Spirit Shaman was thus removed as a selectable option because we currently are not sure if this ability can be fixed and, if it can't, what we will replace it with. It was, however, agreed that the default of failure to come to an agreement-- that is, Recall Spirit remains as currently implemented-- was not appropriate for live play, and that the probability of such a circumstance in ALFA was relatively high.

Eldritch Knights
The Eldritch Knight class is currently flagged as "yellow" to review the prestige class' requirements. The most likely change is to be to change the requirement from "Martial weapon proficiency" to "One level in a character class which provides martial weapon proficiency."

Cleric
The cleric class is too powerful in the implementation of Domains, Domain Powers, and Domain Spells. Currently, no domain spell list conforms to canon, only one (war) domain power conforms to canon, and some domains (such as fury) have no basis in canon. In addition, many cleric spells (such as Protection from Evil, Death Ward, and Remove Disease) err on the side of greater power than by original design, and players of clerics should be aware of their potential future changes, as these may hamper current common strategies.

Favored Souls
Favored Souls suffer from many of the problems that Clerics do, due to the lazy implementation of some spells toward the more powerful, though they are magnified in that the available spells per day is significantly higher, and those spells which lean toward the too-powerful are also the "core" spells that clerics are likely to prepare, and Favored Souls are likely to know. In addition, there is the curious and non-canonical addition of a haste spell-like ability, which replaces wings and flight listed in Complete Divine. This ability does not present a ready solution, as flight is not a very-plausible mechanic for ALFA to include, and it may simply be removed. Finally, a quirk of weapon proficiencies in Neverwinter Nights 2 can result in curiously-equipped Favored Souls. Though the two we have in play do not suffer from this, due to the particular nature of their builds and deities, it would theoretically be possible for a Mystran Favored Soul to wield a bastard sword, which would be seen as undesirable behavior and a bug in need of fixing.

Stormlords, Warpriests
Stormlords and Warpriests are under review because it is uncertain how complete cleric fixes will be or can be; it is, thus, uncertain what we wish to do with cleric-targeted prestige classes.

The Grandfather Clause
The decision to create and press a Grandfather Clause was seen as the most ethical way to eventually remove warlocks from play.

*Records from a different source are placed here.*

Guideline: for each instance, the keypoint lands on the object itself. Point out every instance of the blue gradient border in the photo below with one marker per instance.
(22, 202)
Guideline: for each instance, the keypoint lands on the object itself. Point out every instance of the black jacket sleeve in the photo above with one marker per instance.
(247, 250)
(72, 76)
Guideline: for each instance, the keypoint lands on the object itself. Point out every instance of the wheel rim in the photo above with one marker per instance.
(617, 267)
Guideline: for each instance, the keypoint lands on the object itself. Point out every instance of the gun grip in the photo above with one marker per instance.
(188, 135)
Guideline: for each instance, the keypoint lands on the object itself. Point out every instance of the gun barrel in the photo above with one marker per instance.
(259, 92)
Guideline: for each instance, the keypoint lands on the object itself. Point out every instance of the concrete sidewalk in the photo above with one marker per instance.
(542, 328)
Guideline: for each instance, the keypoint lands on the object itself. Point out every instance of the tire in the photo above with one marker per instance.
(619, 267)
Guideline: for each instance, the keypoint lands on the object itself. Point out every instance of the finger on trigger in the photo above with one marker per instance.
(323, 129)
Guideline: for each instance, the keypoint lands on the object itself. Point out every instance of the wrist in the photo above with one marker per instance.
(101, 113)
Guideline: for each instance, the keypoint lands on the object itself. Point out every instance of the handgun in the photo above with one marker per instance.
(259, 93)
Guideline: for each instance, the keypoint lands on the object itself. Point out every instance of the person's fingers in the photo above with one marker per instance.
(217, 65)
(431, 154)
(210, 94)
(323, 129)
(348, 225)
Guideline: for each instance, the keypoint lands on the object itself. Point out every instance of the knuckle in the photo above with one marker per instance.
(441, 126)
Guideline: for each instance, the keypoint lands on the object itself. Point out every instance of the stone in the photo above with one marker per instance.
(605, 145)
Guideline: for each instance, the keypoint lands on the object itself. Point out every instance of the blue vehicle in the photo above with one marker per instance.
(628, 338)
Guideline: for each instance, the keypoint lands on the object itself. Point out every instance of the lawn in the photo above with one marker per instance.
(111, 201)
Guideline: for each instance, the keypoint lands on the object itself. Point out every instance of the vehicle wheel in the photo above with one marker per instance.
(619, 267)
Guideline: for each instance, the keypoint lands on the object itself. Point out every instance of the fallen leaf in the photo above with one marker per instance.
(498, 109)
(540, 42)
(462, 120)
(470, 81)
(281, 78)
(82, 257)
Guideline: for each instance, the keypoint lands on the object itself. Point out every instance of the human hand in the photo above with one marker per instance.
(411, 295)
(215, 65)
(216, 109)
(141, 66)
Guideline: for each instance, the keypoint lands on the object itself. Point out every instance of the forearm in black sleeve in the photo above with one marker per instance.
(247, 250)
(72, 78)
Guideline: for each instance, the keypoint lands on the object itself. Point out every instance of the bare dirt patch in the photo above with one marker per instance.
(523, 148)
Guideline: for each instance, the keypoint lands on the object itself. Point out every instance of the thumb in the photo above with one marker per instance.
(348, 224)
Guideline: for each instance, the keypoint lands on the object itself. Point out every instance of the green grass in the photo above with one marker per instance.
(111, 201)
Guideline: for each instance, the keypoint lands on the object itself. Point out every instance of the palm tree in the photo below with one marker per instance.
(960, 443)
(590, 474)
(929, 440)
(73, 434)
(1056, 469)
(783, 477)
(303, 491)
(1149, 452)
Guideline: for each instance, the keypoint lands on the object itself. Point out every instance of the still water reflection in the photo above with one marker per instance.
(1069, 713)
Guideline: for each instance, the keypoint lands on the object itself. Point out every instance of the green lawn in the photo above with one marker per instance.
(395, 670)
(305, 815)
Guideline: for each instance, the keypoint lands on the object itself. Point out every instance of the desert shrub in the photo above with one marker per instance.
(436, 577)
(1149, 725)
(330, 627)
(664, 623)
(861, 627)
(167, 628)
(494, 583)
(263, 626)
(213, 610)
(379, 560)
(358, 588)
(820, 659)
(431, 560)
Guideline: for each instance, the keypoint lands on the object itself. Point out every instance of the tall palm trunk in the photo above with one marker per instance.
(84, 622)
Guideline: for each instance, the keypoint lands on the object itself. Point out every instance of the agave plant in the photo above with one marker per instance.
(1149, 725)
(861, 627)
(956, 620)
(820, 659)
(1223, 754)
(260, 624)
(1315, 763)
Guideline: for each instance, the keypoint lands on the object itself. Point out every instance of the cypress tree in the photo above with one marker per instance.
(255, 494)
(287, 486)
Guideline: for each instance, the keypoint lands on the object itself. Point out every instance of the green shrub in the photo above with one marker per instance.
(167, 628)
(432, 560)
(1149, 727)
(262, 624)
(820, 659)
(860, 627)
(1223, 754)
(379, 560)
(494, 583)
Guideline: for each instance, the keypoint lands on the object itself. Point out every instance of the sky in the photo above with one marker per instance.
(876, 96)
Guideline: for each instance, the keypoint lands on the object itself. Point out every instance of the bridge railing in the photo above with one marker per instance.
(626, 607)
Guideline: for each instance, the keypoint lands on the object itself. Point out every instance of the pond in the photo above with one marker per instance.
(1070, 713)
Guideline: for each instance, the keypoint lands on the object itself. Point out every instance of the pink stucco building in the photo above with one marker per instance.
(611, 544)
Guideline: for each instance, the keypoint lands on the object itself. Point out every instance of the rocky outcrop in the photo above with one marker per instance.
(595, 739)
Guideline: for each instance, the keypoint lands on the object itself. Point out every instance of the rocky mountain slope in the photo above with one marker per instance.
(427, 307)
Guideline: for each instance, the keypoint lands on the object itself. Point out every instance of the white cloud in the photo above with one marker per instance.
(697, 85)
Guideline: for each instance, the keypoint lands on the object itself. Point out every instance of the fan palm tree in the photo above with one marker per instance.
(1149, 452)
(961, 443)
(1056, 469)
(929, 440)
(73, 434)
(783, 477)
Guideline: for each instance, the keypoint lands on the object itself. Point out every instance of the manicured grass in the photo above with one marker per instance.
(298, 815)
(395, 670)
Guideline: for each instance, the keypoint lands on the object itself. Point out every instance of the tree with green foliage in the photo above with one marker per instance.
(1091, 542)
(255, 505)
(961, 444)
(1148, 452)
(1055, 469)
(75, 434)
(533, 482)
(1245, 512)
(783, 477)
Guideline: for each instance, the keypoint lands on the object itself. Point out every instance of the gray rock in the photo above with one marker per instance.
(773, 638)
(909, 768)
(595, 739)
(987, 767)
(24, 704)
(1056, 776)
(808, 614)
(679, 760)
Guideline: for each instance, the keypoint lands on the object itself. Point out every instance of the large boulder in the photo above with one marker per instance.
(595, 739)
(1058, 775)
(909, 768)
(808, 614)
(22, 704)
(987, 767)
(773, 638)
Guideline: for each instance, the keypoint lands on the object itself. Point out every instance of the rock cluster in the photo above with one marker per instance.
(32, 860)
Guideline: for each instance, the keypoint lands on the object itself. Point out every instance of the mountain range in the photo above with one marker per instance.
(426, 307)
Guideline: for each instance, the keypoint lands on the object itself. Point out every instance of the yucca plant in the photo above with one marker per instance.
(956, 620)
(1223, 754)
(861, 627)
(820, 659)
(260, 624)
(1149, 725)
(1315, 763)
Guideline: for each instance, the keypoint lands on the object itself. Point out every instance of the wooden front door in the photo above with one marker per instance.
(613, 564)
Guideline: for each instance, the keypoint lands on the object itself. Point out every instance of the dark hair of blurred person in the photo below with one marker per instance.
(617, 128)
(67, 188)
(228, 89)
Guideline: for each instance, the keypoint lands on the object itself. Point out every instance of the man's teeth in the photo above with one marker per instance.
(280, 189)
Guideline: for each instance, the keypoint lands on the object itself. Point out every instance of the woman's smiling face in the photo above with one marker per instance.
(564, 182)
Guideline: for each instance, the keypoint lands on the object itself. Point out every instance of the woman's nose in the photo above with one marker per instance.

If no new warlocks can be made, we can rely on the usual means of character attrition to eventually clear play of the class, and in so doing we do not rob any given player of a character of significant personal investment. In addition, these bans are not seen as permanent or unconquerable; if enough problems with a given class are resolved to re-open a class, it would seem exceptionally cruel to those players who had been forced to give up their characters now.

While it is noted that this does not have the immediate results that might be desired in light of the above, the grandfather clause was agreed as the least of evils.